I didn’t know what I was looking at when he opened the first box. It was full of velvet pouches, lined up in neat rows, filling the inside of the rectangle completely.
Maxim plucked a bag up at random, and spilled out a trickle of diamonds into his palm.
“Oh my God.” My jaw hinged open as I realised that every single bag in the box was likely to be full of the same.
“On the board, please Maxim. No funny business.”
“Come now Yuri, I’m not about to steal from you after all this.”
“Better for all of us you handle them right then.”
Maxim snorted softly, but he strewed the dozen or so diamonds out onto the velvet covered board that Yuri had supplied.
They were a mixture of cuts, all glinting and beautiful, just waiting to be inserted into a ring, and when the light hit them, the rainbow prisms in the sparkle was amazing. I didn’t think I’d ever seen anything quite like it.
“You have the gradings for each stone?”
“Of course. They have serial numbers. We can match them to the certificates.”
“Getting them set won’t be a problem?”
Yuri smiled. “My friend, I can send you to the right people, you just let your fiance take a seat and have a look at all the options.”
He pulled out a chair I hadn’t noticed was tucked into the table, and Maxim stood back out of my way. I felt like some kind of princess picking out her jewels, and it was so surreal it almost felt like it was happening to somebody else.
“Are these all yours?” I asked Maxim, looking up at him in awe.
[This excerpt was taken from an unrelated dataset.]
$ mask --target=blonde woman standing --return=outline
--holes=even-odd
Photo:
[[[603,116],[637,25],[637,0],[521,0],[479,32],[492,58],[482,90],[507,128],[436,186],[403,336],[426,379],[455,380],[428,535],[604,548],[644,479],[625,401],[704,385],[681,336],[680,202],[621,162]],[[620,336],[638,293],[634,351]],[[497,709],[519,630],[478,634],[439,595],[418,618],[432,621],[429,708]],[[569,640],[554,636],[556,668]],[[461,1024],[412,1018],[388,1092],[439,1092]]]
The pair of them smiled at me and Yuri let out a little, muted laugh.
“You probably don’t want to know the full answer to that, Liz. I have a share. That’s all that matters.”
A little prickle went up my spine. I understood exactly what he wasn’t saying. Somehow, in some capacity, Maxim and Yuri had both helped out with the heist that happened here, and now their cut, along with what I assumed was the Bratva’s was stored here, right where it had been stolen from all along.
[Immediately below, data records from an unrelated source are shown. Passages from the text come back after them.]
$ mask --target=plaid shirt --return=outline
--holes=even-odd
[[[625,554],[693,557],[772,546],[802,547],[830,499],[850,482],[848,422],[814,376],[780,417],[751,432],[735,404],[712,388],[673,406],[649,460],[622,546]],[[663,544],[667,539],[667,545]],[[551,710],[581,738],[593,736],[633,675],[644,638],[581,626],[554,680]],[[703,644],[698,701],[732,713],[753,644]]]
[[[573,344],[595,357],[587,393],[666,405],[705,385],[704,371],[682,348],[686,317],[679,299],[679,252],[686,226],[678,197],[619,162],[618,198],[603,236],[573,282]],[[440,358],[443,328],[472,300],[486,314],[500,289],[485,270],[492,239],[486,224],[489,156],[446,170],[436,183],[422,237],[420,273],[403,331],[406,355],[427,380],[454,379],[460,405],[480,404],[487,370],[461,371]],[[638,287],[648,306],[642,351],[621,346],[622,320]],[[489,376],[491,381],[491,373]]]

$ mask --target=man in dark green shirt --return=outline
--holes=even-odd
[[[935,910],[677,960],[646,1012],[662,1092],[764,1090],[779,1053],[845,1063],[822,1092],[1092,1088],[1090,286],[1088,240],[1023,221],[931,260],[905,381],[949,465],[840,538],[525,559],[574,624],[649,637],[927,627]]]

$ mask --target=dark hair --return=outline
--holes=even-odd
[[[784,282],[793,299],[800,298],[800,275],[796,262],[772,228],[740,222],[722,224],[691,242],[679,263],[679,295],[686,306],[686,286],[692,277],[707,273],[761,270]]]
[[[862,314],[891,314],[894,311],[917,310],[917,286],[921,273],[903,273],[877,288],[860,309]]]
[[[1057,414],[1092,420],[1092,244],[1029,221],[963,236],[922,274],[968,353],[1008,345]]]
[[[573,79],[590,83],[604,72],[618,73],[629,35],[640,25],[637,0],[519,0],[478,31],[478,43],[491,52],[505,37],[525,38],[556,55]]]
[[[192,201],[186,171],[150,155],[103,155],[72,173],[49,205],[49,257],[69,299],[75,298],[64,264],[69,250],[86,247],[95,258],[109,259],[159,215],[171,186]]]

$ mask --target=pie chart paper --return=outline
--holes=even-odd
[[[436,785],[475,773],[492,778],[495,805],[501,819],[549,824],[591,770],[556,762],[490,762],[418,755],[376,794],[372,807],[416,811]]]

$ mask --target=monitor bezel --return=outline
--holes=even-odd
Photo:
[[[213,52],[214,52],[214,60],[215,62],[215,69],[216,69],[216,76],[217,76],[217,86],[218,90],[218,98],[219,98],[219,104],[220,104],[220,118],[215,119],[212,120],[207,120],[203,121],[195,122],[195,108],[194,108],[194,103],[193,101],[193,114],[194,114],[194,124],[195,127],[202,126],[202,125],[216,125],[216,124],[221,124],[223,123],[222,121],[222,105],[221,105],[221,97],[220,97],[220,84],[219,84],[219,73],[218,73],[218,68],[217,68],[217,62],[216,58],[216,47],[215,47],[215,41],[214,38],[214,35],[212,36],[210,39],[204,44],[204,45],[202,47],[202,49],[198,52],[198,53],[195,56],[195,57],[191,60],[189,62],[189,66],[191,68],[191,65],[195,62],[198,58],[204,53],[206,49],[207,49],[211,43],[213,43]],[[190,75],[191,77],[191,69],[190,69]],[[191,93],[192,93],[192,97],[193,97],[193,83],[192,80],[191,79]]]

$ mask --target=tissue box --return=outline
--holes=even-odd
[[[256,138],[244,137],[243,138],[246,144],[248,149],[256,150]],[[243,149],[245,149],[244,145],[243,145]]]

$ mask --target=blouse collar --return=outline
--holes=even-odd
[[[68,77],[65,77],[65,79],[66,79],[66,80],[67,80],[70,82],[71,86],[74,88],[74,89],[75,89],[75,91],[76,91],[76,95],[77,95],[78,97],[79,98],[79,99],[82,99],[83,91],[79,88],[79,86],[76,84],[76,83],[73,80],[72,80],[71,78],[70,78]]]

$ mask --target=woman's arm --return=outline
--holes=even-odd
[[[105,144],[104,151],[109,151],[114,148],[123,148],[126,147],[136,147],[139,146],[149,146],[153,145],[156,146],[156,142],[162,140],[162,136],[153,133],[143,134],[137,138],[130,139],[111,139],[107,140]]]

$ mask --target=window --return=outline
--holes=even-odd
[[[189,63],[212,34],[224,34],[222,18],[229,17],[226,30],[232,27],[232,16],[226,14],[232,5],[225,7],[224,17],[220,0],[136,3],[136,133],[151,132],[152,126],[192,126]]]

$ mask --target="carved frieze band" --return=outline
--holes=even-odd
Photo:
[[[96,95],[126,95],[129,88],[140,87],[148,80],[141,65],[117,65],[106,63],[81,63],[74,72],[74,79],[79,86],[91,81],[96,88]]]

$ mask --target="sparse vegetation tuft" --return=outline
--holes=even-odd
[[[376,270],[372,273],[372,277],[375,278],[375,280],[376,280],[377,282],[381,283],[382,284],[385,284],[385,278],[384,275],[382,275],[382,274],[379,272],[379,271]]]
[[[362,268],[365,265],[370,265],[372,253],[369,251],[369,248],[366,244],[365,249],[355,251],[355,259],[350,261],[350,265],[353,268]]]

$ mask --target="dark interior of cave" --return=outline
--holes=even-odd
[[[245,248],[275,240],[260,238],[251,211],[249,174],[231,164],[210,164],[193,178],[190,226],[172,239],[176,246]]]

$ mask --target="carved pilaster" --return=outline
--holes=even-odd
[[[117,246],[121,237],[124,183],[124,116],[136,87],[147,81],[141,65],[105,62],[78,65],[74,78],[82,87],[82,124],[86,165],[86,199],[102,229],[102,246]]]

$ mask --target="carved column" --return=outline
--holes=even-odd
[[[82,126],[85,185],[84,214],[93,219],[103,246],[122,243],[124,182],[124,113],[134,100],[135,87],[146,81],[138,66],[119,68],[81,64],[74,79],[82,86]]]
I weighed the information, and realized I didn’t feel bad. This was thrilling, to be sitting here picking out my engagement ring from a secret stash of jewels lost to the world, because they’d been so cleverly stolen away.
I rolled one of the diamonds over, under my finger, surprised by the sharpness of the cut. The way it flashed in the harsh artificial light was wonderful. Eye catching.
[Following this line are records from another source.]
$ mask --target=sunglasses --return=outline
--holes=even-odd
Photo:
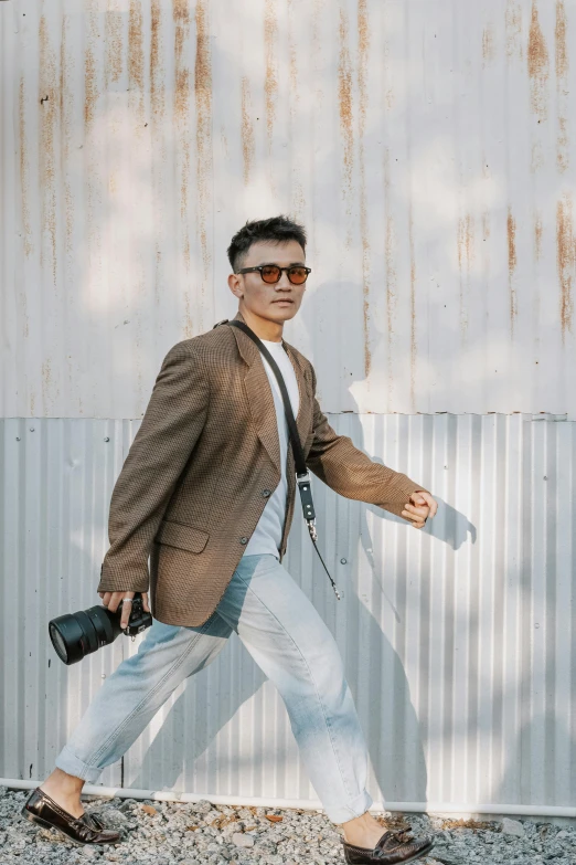
[[[236,273],[254,273],[258,271],[265,283],[277,283],[282,271],[288,274],[288,279],[292,285],[303,285],[308,279],[308,274],[312,273],[310,267],[302,267],[300,264],[292,264],[291,267],[278,267],[277,264],[260,264],[258,267],[243,267]]]

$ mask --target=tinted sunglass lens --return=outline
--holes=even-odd
[[[290,267],[288,271],[288,278],[291,283],[295,283],[295,285],[301,285],[306,282],[306,277],[308,276],[305,267]]]
[[[262,278],[265,283],[277,283],[280,278],[280,268],[279,267],[263,267],[262,268]]]

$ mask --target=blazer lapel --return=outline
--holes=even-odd
[[[312,390],[311,386],[308,384],[308,379],[305,375],[303,368],[300,365],[298,355],[289,345],[289,342],[285,341],[284,347],[288,354],[288,357],[290,358],[294,371],[296,372],[296,380],[298,381],[298,392],[300,399],[298,414],[296,416],[296,425],[298,428],[300,443],[303,447],[307,435],[310,432],[310,428],[312,425]]]
[[[234,316],[238,321],[244,318],[238,313]],[[246,397],[250,415],[256,426],[258,439],[265,446],[268,456],[280,471],[280,443],[278,441],[278,426],[276,424],[276,409],[274,397],[270,389],[268,376],[262,362],[260,352],[252,339],[238,330],[237,327],[231,328],[236,339],[238,351],[243,360],[248,365],[244,377]]]
[[[241,313],[237,313],[234,318],[238,321],[244,321]],[[280,471],[280,443],[278,441],[276,408],[274,404],[270,382],[268,381],[268,376],[266,375],[259,349],[254,345],[252,339],[246,336],[246,334],[243,334],[242,330],[238,330],[236,327],[231,329],[236,339],[238,351],[243,360],[248,366],[244,377],[244,386],[246,388],[246,397],[248,399],[250,415],[254,420],[256,432],[270,460],[278,471]],[[303,444],[311,425],[311,391],[292,347],[288,345],[288,342],[284,342],[284,346],[295,368],[296,379],[298,382],[299,408],[298,415],[296,418],[296,425],[298,428],[300,442]],[[289,447],[288,453],[291,456],[291,447]]]

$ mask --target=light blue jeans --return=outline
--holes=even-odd
[[[284,699],[310,781],[329,820],[344,823],[372,804],[367,750],[334,639],[274,556],[245,556],[216,610],[198,627],[157,619],[103,684],[56,767],[97,780],[142,732],[188,676],[210,664],[236,631]]]

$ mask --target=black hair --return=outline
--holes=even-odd
[[[253,243],[271,241],[273,243],[287,243],[295,240],[306,252],[306,231],[302,225],[294,222],[288,217],[271,217],[270,219],[253,220],[246,222],[233,236],[228,246],[228,260],[234,273],[242,267],[246,253]]]

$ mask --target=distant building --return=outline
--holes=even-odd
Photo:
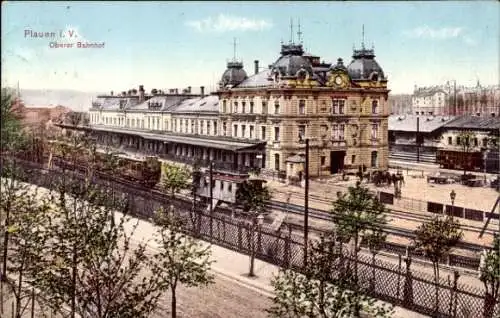
[[[415,89],[412,96],[414,115],[445,115],[448,94],[440,87]]]
[[[432,87],[415,86],[412,95],[412,114],[435,116],[498,116],[500,86],[465,87],[448,82]]]
[[[144,87],[98,96],[89,110],[98,140],[218,169],[261,169],[301,179],[305,140],[310,176],[388,167],[387,76],[373,49],[356,49],[344,65],[324,63],[301,44],[281,45],[276,61],[247,75],[227,63],[216,93]]]

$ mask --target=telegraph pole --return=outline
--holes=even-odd
[[[417,115],[417,162],[420,162],[420,143],[418,140],[418,136],[420,134],[420,117]]]
[[[306,138],[306,164],[304,167],[304,268],[307,268],[308,232],[309,232],[309,139]]]

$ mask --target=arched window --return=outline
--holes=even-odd
[[[280,171],[280,155],[274,154],[274,170]]]
[[[378,157],[378,153],[376,151],[372,151],[372,168],[376,168],[377,167],[377,157]]]

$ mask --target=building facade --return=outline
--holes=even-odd
[[[415,88],[412,96],[413,114],[445,115],[448,93],[440,87]]]
[[[242,62],[229,62],[208,96],[203,87],[146,94],[142,86],[99,96],[91,129],[122,150],[290,178],[303,178],[306,139],[310,176],[388,167],[389,90],[373,49],[354,50],[345,66],[290,43],[268,68],[254,67],[248,76]]]

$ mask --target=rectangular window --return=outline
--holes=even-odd
[[[344,140],[344,130],[345,130],[345,125],[340,124],[339,125],[339,139]]]
[[[372,114],[378,113],[378,100],[372,101]]]
[[[377,139],[378,135],[378,125],[372,124],[372,139]]]
[[[333,140],[338,140],[339,139],[339,130],[338,130],[338,125],[333,124],[332,125],[332,138]]]
[[[306,138],[306,125],[299,125],[299,141],[304,141]]]
[[[325,138],[328,135],[328,126],[321,125],[321,137]]]
[[[267,114],[267,102],[262,102],[262,114]]]
[[[345,99],[339,100],[339,114],[344,113]]]
[[[306,113],[306,101],[301,99],[299,100],[299,114],[305,115]]]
I sat up straighter in the chair and pushed the velvet board away. “I want to see the rest. Show me everything.”
There was a range of jewellery, necklaces and brooches, earrings dripping in diamonds and pearls. And then there were the rings.
Yuri pulled them out on two display boards. “They can all be resized, or reset completely. You have your standard diamond solitaires over here. Princess cut, as large as you like. Safe choice. Double and triple stone rings. These are a favourite, where the two stones twine around each other, or bypass each other. They can have a double snake head worked into the metal. Might not be what you’re after. Pave diamonds. Eternity rings. Then into your sapphires and your rubies. Aquamarines.”
Everything was fussy. The stones stood out too high. Glinted too much. I picked up a slim band with a tiny, flat-set stone and slid it onto my finger. I squinted at it, trying to see whether it fit there.
To me it looked like a child’s ring. Maxim must have agreed. He put his hand on my shoulder, fingers squeezing at the tendons that sloped up towards my neck. “It’s your wedding ring you don’t take off. You’re not going to be boxing in it, luv.”
“I know that,” I murmured, casting him a glare, even though I was privately glad he’d reminded me.
This was for show. It was for everything he meant to me and everything we were going to be together.
I picked out a sapphire and diamond ring where the emerald-cut stone was so deeply blue it was almost black, on each side smaller baguette cut diamonds sloped away from the central stone in a geometric design towards the curve of the band.
“Very nice. Edwardian. Burmese Sapphire. Platinum.”
“Yuri, you missed your calling. You should have been up there selling this stuff.”
His smile glinted. “Before all this, I was. You lot pay better, for much less risk.”
I slipped it onto my finger, drawing in a surprised breath when in slipped perfectly over my knuckle and nestled in at the base of my finger as though it was always meant to go there.
I held my hand out in front of me, and the urge to smile was incredible. “It’s perfect.”
I looked to Max, already knowing it was the one, and he was smiling too.